According to Ernest Becker in The Denial of Death, unlike the average person standing in a foggy field, horses think about nothing all day long. For example he writes this about the lower animals:
“They merely act and move reflexively as they are driven by their instincts. If they pause at all, it is only a physical pause; inside they are anonymous, and even their faces have no name. They live in a world without time, pulsating, as it were, in a state of dumb being.”
Tom Dorrance, who has been referred to as the horse’s lawyer wrote a book called True Unity: Willing Communication Between Horse & Human. In it he says: “When I hear somebody talk about a horse or cow being stupid; I figure it’s a sure sign that the animal has somehow outfoxed them.”
So you have to ask yourself one question, and its not do I feel lucky. How much does a lawyer charge a horse or a cow, and if they go to trial together can they get a group rate? From my experience with horses and cows, that’s gonna be one messy courtroom.
As I get older I find myself thinking a lot about buying the farm. There are two ways to do it: one is to quit your job (if you have one) and literally buy a farm in the middle of nowhere, the other way is to stop breathing.
I know that everyone will buy the farm sooner or later and to deny it is futile, but I have to wonder what it will be like. Will it be an endless succession of meaningless working days like Sisyphus rolling a rock uphill for eternity, or will it be more like Green Acres?

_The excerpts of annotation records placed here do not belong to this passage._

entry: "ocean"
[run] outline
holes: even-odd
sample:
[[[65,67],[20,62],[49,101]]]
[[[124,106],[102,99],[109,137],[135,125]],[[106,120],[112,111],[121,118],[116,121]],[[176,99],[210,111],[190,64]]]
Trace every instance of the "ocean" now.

I like to imagine that being on the farm with my wife Lisa will be frustrating but there will still be good times. Mr. Haney will finally sell me a washing machine that works. Sam Drucker will eventually get those seeds I ordered, and the girls from Petticoat Junction will move into the guest house (Lisa is fine with it).
And one stormy day while sitting around the general store, Eb will ask me if I think the rain will hurt the rhubarb. And I’ll smile because I learned the answer to that question long ago working with a Polish house painter. Not if it’s in the can Eb, not if it’s in the can.